Mike412
Nach dem klaren 5:1 (1:1)-Sieg des 1. FFC Frankfurt gegen den 1. FC Saarbrücken hätte die Wahrnehmung über die Geschehnisse in der ersten Halbzeit nicht unterschiedlicher ausfallen können. Beim Saarbrücker Aufsteiger schossen nach der überraschenden Führung durch die US-Studentin Natalie Budge die Glückshormone in die Blutbahn, die Sensation schien in greifbare Nähe zu rücken. „Ich war einfach nur happy“, so Saarbrückens Torhüterin Romina Holz nach dem 1:0 und dem gehaltenen Foulelfmeter gegen Renate Lingor. „Es begann wie ein Traum“, erklärte Saarbrückens Trainer Guido Mey.
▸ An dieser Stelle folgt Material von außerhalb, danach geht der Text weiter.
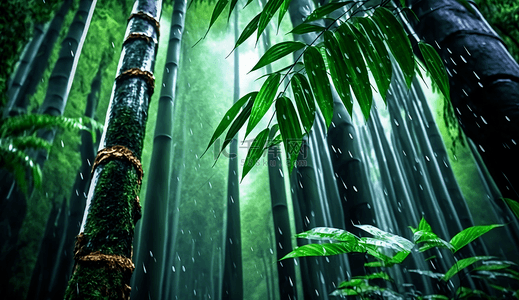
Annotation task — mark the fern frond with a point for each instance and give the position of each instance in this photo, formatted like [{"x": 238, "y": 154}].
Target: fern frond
[
  {"x": 18, "y": 162},
  {"x": 29, "y": 123}
]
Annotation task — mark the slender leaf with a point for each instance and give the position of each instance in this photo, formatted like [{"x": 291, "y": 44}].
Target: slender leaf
[
  {"x": 217, "y": 11},
  {"x": 231, "y": 9},
  {"x": 462, "y": 264},
  {"x": 350, "y": 283},
  {"x": 306, "y": 28},
  {"x": 316, "y": 71},
  {"x": 255, "y": 152},
  {"x": 238, "y": 122},
  {"x": 397, "y": 242},
  {"x": 436, "y": 68},
  {"x": 337, "y": 67},
  {"x": 304, "y": 100},
  {"x": 378, "y": 275},
  {"x": 247, "y": 32},
  {"x": 327, "y": 233},
  {"x": 289, "y": 128},
  {"x": 263, "y": 101},
  {"x": 229, "y": 117},
  {"x": 357, "y": 72},
  {"x": 323, "y": 250},
  {"x": 276, "y": 52},
  {"x": 324, "y": 10},
  {"x": 283, "y": 10},
  {"x": 436, "y": 297},
  {"x": 466, "y": 236},
  {"x": 397, "y": 41},
  {"x": 266, "y": 15},
  {"x": 514, "y": 206},
  {"x": 273, "y": 131},
  {"x": 428, "y": 273},
  {"x": 384, "y": 61},
  {"x": 374, "y": 62},
  {"x": 275, "y": 141}
]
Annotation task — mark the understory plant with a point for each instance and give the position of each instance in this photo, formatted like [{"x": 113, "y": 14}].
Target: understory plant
[
  {"x": 18, "y": 135},
  {"x": 385, "y": 250}
]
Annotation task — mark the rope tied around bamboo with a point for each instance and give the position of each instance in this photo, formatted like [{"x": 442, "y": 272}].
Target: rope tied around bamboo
[
  {"x": 148, "y": 17},
  {"x": 121, "y": 153},
  {"x": 135, "y": 72}
]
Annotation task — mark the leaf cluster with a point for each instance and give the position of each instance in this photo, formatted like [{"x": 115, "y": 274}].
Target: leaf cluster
[
  {"x": 18, "y": 135},
  {"x": 347, "y": 54},
  {"x": 389, "y": 249}
]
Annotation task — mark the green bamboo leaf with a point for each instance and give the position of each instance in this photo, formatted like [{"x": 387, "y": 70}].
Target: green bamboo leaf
[
  {"x": 436, "y": 68},
  {"x": 323, "y": 250},
  {"x": 337, "y": 67},
  {"x": 231, "y": 9},
  {"x": 255, "y": 152},
  {"x": 247, "y": 32},
  {"x": 217, "y": 11},
  {"x": 273, "y": 131},
  {"x": 327, "y": 233},
  {"x": 324, "y": 10},
  {"x": 266, "y": 15},
  {"x": 367, "y": 291},
  {"x": 275, "y": 141},
  {"x": 238, "y": 122},
  {"x": 263, "y": 101},
  {"x": 466, "y": 293},
  {"x": 316, "y": 72},
  {"x": 356, "y": 71},
  {"x": 466, "y": 236},
  {"x": 290, "y": 129},
  {"x": 375, "y": 37},
  {"x": 492, "y": 265},
  {"x": 428, "y": 273},
  {"x": 397, "y": 41},
  {"x": 350, "y": 283},
  {"x": 435, "y": 297},
  {"x": 306, "y": 28},
  {"x": 304, "y": 100},
  {"x": 229, "y": 117},
  {"x": 25, "y": 142},
  {"x": 397, "y": 242},
  {"x": 462, "y": 264},
  {"x": 514, "y": 206},
  {"x": 378, "y": 275},
  {"x": 374, "y": 62},
  {"x": 276, "y": 52},
  {"x": 291, "y": 67},
  {"x": 283, "y": 10}
]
Doch in der zweiten Halbzeit korrigierte Frankfurt sein zuvor fehleranfälliges Spiel und spielte den kräftemäßig nachlassenden Bundesliga-Aufsteiger locker vom Feld. „Wir haben das Spiel souverän umgebogen. Ich hatte heute immer ein gutes Gefühl“, so Birgit Prinz nach der Partie.
Und Conny Pohlers ergänzte: „Es war klar, dass wir dieses Spiel nicht verlieren können“, wischte die Stürmerin die Träumereien des Underdogs beiseite. Doch der 1. FC Saarbrücken hinterließ in der ersten Halbzeit eine gute Visitenkarte, war ein würdiger Gegner und untermauerte, warum er auch in der Bundesliga bereits für das eine oder andere Team zum Stolperstein wurde.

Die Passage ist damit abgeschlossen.